そこで本有識者会議は、タスクフォースの調査結果等に基づき、以下の方策を提案する。

  • 1)早急に高機能検査機器を導入し、PCRおよび抗原検査の実施能力を大幅に拡充する。
  • 2)有症状者に対する行政検査における対象者を拡大し、PCR検査や抗原検査へのアクセスを大幅に改善する。あわせて検査の質を担保する。とくに、
    • ①発熱や感冒症状を訴える患者から電話等で相談を受けた医師が、COVID-19に関する検査を必要と判断した場合、診察前に患者にCOVID-19関連検査を受けられるよう、地域外来・検査センターの設置数と機能を拡充する。また、そのために必要な財政支援と制度の整備を行う。
    • ②感染防御と検査実施を含めた患者診療に対する財政支援を強化する。
    • ③検査協力医療機関の申し出手続き、さらに市中一般医療機関にあっては、①の疑い患者の紹介・連絡先方法の手続きを簡潔にする。
  • 3) 社会経済活動と感染制御の両立のためには、市中における無症状陽性者の早期発見が重要である。そのために社会経済活動上、検査を必要とする市民が、有病率に拠らず容易に検査を受けられる公的な体制を確立する。具体的には、時限の法令の整備等により、地域医療の資源、検査協力医療機関、帰国者・接触者外来、地域外来・検査センター、民間の検査機関などが連携して、「コロナ検診」ともいうべき多様な検査体制を整備する。検査の対象は、感染リスクを有し、社会経済活動の維持と感染拡大の抑止のために検査が必要な人々で、保健所あるいは医師が判断する。対象の判断基準は、各都道府県の検査体制と医療体制を考慮して自治体が決定する。陽性者は再検査を受け、そのうえで陽性であれば、医療機関や保健所と相談して、行政検査を受ける。なお検査価格は高額にならないように設定し、検査料の一部は公費負担とし、自己負担の割合は検査を受ける人の経済的な状況に十分に配慮する。
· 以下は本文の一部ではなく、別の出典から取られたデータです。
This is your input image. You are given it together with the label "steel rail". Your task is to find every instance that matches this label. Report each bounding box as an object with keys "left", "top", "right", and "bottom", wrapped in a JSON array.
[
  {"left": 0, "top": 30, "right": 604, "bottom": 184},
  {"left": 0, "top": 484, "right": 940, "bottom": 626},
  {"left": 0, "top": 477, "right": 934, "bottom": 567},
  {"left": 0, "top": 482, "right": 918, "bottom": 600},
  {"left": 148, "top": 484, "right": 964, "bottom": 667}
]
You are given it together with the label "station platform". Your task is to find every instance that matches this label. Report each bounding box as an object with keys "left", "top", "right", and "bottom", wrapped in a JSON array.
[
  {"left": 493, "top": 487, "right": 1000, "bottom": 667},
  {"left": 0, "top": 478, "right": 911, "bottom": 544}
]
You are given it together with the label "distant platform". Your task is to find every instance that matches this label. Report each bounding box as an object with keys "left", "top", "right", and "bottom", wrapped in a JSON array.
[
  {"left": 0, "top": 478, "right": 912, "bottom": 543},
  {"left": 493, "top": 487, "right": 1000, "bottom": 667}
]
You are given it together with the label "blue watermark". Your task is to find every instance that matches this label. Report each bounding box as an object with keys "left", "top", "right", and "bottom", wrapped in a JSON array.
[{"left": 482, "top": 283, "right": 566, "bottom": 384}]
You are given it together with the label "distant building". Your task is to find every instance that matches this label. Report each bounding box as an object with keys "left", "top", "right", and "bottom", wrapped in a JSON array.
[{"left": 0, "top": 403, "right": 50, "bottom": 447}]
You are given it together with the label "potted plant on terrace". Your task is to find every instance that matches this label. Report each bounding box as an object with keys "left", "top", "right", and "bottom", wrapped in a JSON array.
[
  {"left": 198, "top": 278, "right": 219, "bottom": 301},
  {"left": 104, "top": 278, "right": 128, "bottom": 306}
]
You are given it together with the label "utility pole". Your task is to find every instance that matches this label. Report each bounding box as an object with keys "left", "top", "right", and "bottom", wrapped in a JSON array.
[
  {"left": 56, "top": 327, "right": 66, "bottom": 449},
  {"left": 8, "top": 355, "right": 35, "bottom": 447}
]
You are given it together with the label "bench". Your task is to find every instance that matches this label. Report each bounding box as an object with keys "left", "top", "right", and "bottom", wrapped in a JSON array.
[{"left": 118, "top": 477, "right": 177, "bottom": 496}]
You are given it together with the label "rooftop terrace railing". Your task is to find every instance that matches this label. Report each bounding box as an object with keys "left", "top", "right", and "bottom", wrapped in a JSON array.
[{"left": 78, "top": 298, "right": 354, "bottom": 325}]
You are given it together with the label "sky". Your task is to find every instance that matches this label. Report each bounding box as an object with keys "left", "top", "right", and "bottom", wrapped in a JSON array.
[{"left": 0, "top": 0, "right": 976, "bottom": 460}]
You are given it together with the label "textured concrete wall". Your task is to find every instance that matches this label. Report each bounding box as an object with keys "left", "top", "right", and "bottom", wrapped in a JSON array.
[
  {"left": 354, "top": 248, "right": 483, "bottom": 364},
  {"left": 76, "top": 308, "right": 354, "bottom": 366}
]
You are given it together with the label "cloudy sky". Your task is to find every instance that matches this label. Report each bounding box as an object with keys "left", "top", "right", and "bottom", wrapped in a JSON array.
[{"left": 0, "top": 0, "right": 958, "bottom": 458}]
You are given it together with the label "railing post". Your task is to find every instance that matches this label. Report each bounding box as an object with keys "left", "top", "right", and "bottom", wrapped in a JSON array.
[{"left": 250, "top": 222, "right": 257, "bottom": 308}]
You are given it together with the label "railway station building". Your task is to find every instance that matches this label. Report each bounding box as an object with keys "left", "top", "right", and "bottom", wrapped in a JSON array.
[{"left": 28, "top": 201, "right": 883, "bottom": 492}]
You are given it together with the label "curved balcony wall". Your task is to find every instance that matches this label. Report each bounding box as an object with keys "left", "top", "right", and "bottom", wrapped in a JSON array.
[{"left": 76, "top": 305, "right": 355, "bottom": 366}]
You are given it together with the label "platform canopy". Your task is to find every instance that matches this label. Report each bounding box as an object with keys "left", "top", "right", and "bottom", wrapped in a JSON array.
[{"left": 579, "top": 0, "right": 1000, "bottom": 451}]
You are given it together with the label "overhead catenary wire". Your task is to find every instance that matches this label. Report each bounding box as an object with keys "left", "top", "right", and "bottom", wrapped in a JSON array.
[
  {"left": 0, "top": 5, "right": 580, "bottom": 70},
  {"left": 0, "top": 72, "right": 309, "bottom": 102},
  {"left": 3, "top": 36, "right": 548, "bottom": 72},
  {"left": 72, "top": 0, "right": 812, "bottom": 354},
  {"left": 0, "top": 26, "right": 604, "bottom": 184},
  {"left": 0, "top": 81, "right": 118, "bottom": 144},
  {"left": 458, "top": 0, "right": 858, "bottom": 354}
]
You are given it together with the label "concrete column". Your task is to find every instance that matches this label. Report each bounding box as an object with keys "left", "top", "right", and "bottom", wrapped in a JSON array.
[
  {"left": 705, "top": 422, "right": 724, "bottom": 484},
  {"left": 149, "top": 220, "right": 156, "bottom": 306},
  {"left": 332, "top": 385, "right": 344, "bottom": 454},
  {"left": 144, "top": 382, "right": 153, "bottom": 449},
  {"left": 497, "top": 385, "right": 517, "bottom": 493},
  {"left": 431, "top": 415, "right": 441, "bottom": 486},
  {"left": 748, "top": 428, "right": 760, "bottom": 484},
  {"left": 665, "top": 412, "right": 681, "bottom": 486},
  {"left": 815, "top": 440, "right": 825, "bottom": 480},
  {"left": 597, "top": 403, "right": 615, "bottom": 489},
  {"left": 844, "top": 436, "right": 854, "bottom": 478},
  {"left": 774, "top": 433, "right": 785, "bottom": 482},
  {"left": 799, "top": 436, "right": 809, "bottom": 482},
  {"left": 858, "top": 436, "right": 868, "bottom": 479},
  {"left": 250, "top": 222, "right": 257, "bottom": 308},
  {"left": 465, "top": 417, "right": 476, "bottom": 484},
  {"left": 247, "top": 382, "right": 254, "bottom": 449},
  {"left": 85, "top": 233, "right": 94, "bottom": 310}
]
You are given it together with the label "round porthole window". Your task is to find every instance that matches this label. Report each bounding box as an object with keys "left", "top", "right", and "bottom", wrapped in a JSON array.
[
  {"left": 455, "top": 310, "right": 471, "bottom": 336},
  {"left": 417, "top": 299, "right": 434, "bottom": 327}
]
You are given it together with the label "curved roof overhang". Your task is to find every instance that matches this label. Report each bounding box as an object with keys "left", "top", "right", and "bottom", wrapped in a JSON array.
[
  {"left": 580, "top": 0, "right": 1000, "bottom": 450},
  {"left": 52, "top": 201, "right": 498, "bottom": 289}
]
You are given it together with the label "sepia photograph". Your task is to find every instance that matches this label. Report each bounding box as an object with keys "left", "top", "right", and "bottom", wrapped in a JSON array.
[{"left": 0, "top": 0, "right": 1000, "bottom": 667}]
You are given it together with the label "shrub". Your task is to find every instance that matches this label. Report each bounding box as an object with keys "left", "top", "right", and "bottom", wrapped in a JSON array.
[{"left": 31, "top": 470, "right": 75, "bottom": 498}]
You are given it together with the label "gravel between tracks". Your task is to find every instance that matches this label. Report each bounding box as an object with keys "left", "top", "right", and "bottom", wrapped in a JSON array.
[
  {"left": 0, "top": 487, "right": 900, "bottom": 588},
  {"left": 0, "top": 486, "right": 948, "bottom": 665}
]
  • 4)検査で陽性と判明した場合は、行政の指導に従う。また「罹っても『うつさない』という責任ある行動」を促し、接触確認アプリ(COCOA)利用の協力を求める。
  • 5)有病率の低い集団に検査を拡大することで懸念される偽陽性に対しては、再検査や別の検査を組み合わせることで、結果の確認に努める。同時に、検査精度のモニタリングと是正のためのシステムの構築を行う。さらにPCRおよび高感度抗原検査の迅速化および効率化、検査件数の増加、検査結果を取りまとめる情報システムを整備する。各種抗原検査の感度と特異度については、国が調査して公表することも重要である。
  • 6)感染症危機管理に対応するためには、国際情報に基づく対応、国が管理するPCRおよび抗原検査センターの整備が必要である。そのための情報基盤と国内医療産業基盤を早急に整備する。